Penjelasan Setiap Pin IC 555 | IC 555 atau biasa disebut chip pewaktu 555 merupakan suatu rangkaian terpadu yang digunakan untuk menghasilkan pewaktuan, gelombang kotak atau multivibrator (sinyal penggetar). IC ini didesain oleh Hans R. Camenzind pada tahun 1970 namun baru diperkenalkan setelah setahun kemudian yakni 1971 oleh Signetics.

Nama asli dari IC ini adalah SE555 atau NE555 dan dijuluki sebagai “The IC Time Machine” yang artinya IC mesin pewaktuan. Nama 555 diambil dari sebagian komponen penyusunnya yang didalamnya terdapat 3 buah resistor 5K ohm yang disusun secara seri pada sirkuit awal.

IC ini masih digunakan secara luas dikarenakan kemudahannya, kemurahannya, dan tingkat stabilitasnya yang baik. Hingga pada tahun 2008, diperkirakan 1 juta unit diproduksi setiap tahun. Komponen penyusun dalam IC ini biasanya terdiri dari 15 resistor, 2 diode, 20 transistor dalam satu kemasan atau chip silikon yang terdiri dari 8 pin.Pin IC 555

Daftar Pin IC 555

Gambar diatas merupakan konfiurasi atau susunan pin dari IC 555 beserta nama untuk setiap pinnya. Terlihat bahwa IC ini terdiri atas 8 buah pin, 4 pin dikiri dan 4 pin dikanan. Kaki 1 terhubung sebagai ground (GND) dan kaki 2 terhubung ke postif tegangan (VCC). Output dari IC ini berada di kaki 3 yang akan mengeluarkan pulsa atau sinyal gelombang kotak.

Blok Diagram IC 555

Blok Diagram IC 555

Blok diagram pada gambar diatas memperlihatkan sistem kerja dari IC 555 yang terdiri 2 buah komparator tegangan dan 1 buah RS flip-flop yang terhubung ke gerbang logika  Komperator tegangan berfungsi untuk membandingkan suatu titik tegangan dengan tegangan refrensinya sehingga menghasilkan tegangan pada outputnya. Besarnya tegangan output (Vout) pada komparator bergantung dari selisih tegangan masukan (Vin) dengan tegangan refrensinya (Vref) dikali dengan besarnya penguatan (A) atau Vout = A (Vin-Vref)

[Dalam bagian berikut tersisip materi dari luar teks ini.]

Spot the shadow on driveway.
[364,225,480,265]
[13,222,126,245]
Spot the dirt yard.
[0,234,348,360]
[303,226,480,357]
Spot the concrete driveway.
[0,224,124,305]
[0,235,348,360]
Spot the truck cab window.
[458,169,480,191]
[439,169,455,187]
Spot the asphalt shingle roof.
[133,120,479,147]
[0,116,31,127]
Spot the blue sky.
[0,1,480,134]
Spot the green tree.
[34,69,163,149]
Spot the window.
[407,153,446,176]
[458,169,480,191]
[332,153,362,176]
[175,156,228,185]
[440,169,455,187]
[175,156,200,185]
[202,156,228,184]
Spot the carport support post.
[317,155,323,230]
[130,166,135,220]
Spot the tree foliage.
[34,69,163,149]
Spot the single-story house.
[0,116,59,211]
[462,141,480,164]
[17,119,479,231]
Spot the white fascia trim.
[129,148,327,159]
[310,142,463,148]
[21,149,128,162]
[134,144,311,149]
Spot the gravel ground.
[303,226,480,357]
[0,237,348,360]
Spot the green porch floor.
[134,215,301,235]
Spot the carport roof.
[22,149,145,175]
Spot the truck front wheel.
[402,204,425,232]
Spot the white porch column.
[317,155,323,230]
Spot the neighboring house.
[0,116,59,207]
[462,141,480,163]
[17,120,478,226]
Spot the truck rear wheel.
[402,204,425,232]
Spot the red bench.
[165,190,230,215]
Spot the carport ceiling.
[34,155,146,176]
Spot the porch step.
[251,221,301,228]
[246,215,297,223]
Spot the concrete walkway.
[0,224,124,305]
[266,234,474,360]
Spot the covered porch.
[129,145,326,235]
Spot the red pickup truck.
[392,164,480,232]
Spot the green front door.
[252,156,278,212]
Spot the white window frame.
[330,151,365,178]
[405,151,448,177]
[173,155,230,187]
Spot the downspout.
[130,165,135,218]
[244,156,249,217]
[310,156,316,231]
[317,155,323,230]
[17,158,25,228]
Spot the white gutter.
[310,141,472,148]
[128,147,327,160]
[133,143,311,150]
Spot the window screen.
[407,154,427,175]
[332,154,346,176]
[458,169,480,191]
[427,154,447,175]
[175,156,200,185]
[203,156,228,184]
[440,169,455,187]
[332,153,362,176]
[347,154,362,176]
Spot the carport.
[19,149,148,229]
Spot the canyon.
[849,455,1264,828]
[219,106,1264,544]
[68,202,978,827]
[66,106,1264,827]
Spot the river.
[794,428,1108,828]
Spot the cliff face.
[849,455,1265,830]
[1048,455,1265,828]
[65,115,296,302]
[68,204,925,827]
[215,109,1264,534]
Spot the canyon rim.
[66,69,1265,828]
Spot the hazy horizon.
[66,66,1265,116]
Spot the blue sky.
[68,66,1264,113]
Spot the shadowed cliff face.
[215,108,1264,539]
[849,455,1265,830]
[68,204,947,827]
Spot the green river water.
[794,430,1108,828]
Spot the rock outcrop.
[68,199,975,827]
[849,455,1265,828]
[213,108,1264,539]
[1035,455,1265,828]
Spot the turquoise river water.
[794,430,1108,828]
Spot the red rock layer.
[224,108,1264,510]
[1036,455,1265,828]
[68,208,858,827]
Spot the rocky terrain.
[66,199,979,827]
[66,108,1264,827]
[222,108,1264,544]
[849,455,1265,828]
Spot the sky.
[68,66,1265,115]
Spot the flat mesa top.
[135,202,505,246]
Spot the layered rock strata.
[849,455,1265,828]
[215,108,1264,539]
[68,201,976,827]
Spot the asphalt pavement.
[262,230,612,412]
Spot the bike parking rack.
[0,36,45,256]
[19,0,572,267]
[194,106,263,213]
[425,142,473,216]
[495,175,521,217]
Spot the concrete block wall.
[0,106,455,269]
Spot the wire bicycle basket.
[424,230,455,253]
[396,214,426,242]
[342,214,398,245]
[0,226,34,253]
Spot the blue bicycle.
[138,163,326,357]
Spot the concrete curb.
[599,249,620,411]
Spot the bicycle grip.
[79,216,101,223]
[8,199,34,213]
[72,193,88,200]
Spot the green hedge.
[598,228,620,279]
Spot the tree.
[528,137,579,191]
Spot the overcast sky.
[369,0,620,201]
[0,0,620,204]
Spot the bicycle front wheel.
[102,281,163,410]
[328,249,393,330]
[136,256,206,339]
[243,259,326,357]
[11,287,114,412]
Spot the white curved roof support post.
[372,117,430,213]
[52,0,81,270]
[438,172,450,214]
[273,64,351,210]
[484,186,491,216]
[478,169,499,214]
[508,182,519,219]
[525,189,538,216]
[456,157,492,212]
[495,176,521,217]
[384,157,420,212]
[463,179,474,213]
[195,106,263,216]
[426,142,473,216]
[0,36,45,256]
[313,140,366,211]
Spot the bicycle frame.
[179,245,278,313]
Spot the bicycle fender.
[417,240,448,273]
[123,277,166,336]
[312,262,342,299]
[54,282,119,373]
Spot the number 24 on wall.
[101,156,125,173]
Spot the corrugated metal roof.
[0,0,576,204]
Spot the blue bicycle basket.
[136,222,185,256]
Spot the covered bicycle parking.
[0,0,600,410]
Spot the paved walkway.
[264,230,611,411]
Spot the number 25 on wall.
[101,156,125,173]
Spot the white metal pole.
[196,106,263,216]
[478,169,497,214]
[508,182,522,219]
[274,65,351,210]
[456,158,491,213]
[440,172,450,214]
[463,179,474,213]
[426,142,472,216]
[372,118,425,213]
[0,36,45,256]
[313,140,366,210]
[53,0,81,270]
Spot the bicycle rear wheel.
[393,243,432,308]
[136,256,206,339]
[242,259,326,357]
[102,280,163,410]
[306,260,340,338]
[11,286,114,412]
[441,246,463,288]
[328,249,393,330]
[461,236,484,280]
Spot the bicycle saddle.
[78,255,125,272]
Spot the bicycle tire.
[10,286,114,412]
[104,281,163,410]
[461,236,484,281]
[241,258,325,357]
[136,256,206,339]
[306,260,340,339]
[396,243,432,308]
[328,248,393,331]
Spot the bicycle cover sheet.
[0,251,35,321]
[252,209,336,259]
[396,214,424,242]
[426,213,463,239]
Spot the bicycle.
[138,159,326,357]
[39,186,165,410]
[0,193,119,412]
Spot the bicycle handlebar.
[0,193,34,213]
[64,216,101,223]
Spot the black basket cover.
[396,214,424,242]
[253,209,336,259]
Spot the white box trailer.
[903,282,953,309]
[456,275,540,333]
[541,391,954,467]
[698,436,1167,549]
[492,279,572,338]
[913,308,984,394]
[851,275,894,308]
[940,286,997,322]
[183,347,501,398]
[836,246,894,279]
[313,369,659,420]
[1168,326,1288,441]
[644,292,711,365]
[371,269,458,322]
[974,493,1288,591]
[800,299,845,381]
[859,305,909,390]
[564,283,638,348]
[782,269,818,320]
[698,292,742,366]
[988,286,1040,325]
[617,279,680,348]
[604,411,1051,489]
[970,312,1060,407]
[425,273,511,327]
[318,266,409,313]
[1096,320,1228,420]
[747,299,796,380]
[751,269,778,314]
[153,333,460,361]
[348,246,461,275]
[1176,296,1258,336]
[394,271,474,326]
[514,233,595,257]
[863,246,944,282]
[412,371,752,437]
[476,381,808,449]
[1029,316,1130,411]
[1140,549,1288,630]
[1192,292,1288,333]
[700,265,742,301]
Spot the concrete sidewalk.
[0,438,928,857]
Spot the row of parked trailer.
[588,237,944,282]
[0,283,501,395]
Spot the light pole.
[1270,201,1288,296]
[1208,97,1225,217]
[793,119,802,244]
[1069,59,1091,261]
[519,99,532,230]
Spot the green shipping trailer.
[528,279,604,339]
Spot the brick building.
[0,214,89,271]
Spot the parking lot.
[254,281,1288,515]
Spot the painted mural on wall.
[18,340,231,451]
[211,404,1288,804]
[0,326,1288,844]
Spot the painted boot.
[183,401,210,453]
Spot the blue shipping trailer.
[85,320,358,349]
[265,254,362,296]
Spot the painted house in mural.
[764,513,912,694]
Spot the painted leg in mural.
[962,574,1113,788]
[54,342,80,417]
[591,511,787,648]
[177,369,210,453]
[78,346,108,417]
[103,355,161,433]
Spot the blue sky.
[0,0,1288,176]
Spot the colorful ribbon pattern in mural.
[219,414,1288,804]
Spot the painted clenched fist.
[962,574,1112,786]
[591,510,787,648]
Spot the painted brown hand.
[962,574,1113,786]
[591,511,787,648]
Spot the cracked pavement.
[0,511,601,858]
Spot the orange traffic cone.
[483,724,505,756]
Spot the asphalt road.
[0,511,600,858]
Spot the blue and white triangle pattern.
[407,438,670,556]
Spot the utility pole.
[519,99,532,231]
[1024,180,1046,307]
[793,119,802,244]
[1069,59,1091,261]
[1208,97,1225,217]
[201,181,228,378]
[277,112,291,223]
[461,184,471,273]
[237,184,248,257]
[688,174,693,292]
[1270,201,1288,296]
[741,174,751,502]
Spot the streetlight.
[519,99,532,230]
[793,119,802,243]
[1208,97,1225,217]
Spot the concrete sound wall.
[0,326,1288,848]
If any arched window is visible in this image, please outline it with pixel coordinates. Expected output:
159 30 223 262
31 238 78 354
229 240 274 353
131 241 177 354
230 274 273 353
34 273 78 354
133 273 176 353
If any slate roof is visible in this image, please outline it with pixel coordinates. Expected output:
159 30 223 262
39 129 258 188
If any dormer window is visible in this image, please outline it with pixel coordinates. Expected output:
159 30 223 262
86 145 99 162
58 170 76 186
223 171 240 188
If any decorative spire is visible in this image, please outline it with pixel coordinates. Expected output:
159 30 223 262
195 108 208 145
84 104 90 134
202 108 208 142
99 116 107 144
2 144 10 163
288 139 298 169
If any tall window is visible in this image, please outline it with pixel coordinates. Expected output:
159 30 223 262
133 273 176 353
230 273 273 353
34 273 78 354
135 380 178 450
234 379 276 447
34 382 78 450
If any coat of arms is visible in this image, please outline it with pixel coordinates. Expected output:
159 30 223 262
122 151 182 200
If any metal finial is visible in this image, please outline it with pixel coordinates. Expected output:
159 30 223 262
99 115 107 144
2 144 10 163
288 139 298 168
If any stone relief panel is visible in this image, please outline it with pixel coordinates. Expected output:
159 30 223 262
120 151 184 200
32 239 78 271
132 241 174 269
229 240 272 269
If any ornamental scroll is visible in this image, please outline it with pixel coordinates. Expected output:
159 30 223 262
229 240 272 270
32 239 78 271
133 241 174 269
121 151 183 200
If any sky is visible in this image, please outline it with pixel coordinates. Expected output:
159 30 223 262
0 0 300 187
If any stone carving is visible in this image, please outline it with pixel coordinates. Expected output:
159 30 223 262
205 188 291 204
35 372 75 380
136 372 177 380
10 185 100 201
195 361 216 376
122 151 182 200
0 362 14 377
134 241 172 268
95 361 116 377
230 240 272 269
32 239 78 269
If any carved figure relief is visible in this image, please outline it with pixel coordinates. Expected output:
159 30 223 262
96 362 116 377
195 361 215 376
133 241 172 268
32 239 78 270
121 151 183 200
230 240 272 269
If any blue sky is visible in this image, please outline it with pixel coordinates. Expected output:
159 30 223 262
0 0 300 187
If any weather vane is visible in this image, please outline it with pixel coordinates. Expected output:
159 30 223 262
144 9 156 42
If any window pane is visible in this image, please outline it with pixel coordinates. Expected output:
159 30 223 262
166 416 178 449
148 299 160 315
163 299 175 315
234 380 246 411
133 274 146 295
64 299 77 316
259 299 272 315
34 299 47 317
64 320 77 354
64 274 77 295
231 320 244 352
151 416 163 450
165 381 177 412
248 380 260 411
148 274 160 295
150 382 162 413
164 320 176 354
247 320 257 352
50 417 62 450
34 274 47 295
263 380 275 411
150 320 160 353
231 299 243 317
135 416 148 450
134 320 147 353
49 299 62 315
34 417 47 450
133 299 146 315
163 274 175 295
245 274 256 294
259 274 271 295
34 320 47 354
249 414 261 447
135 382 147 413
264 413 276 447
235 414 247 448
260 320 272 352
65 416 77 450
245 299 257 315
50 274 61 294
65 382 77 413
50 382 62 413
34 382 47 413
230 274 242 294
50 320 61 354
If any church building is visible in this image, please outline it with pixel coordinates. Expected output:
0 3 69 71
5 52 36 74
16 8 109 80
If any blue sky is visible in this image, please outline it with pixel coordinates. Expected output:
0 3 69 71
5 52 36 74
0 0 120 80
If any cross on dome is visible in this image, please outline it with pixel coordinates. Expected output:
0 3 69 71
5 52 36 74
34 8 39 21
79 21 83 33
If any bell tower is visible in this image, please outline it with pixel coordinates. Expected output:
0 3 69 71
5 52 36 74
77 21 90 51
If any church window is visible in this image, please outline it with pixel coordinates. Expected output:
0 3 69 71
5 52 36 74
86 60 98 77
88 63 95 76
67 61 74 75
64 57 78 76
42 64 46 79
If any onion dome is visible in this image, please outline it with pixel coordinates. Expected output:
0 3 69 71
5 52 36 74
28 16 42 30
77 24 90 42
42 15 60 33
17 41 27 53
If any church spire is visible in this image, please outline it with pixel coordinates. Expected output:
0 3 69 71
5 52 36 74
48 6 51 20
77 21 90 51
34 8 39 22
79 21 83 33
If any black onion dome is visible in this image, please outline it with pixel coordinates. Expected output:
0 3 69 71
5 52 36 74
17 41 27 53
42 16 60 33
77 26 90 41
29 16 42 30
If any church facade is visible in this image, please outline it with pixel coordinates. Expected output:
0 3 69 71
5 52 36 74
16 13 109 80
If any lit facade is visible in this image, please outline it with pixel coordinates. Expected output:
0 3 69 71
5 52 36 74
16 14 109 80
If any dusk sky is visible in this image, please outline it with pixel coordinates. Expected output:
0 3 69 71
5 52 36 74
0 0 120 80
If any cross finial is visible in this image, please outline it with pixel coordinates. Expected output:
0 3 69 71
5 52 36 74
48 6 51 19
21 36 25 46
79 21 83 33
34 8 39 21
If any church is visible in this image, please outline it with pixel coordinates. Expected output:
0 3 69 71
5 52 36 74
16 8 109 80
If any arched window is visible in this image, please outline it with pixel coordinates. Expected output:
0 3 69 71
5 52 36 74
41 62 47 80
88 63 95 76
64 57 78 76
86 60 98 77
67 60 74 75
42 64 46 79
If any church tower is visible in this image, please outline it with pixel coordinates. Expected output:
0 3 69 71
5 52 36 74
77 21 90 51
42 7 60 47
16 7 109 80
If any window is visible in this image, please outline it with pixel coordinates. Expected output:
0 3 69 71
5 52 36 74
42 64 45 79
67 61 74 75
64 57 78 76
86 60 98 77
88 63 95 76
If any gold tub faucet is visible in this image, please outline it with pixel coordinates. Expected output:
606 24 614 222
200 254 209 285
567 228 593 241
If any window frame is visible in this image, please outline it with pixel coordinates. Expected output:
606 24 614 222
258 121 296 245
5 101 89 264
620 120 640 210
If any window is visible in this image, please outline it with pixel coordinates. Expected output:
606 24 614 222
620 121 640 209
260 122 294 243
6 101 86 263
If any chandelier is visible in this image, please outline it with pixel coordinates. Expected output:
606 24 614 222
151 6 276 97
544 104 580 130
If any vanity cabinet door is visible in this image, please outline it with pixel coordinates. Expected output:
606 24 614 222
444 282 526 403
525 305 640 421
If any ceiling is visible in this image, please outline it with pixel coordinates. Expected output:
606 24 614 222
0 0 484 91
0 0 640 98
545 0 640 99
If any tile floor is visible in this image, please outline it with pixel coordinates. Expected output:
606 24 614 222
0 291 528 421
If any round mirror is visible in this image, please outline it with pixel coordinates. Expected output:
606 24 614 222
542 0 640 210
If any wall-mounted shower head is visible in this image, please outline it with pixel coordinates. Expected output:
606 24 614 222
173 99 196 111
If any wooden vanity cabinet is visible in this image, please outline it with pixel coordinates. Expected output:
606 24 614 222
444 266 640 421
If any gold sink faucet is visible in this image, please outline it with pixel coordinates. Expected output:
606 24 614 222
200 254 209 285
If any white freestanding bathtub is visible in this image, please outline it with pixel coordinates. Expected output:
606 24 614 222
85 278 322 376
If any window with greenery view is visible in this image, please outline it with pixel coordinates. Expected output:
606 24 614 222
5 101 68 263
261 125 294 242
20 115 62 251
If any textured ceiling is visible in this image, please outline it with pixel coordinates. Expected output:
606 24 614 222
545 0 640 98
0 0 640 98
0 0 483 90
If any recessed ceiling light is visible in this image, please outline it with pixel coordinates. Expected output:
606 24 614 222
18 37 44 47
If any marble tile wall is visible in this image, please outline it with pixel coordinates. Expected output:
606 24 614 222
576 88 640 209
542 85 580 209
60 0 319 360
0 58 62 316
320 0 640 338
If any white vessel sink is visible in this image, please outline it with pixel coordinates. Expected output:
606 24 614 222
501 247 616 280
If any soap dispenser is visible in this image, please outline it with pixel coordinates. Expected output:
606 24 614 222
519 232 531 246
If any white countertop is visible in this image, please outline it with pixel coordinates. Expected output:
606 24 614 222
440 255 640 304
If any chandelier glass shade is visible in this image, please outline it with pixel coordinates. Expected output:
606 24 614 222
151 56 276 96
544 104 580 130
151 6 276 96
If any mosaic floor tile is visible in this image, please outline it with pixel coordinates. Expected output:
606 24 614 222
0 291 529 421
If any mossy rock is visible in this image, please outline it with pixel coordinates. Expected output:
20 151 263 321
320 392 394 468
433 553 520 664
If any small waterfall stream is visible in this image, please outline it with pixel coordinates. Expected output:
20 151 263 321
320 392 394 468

Selain blok diagram terdapat juga rangkaian penyusun IC 555 yang di rangkai sedemikian rupa sesuai fungsinya. Tentu saja seperti yang diketahui IC terdiri dari berbagai macam komponen elektronika seperti resistor, kapasitor, transistor dan lain lain, maka dari itu IC 555 juga terdiri dari berbagai komponen tersebut seperti yang terlihat pada gambar dibawah.

Rangkaian Penyusun IC 555Rangkaian Penyusun IC 555

Gambar diatas diperoleh dari datasheet yang dikeluarkan produsen IC tersebut, terlihat bahwa terdapat banyak sekali komponen seperti transistor dan resistor bahkan terdapat juga dioda. Transistor pada gambar diatas tentunya memiliki perannya masing-masing, ada yang sebagai penguat atau sebagai saklar (switching), tentunya peran lebih detail mengenai sistem kerja transistor tersebut tidak akan kami bahas disini.

Berikut fungsi setiap pin IC 555.

  1. GND, Ground
  2. TR, Trigger berfungsi sebagai pemantik atau penyulut agar pewaktuan berkerja
  3. Out, Output IC555 jadi selama dalam pewaktuan maka keluaran berada pada +VCC
  4. Reset, berfungsi menyela atau menghentikan interval pewaktuan jika diberi tegangan 0 volt
  5. CV, Control Voltage berfungsi sebagai pembagi tegangan sebesar 2/3 VCC
  6. Threshold, berfungsi untuk menentukan akhir pewaktuan ( pewaktuan berakhir jika Vthr dibawah 2/3 VCC)
  7. Discharge, bisanya disambungkan ke kapasitor dan berfungsi untuk pengosongan kapasitor. Selama pembuangan kapasitor menentukan interval pewaktuan
  8. V+, supply tegangan postif untuk IC555 antara 3 Volt hingga 15 Volt DC

Pewaktuan sendiri merupakan lamanya tegangan output pada saat bertegangan positif (+) atau berlogika tinggi, sedangkan interval pewaktuan merupakan kondisi ketika output berlogika rendah atau bertegangan 0 Volt. Sehingga dari pengertian diatas bahwa output hanya memiliki dua buah kondisi yakni High atau Low yang apabila tegangan digambarkan akan membentuk gelombang kotak.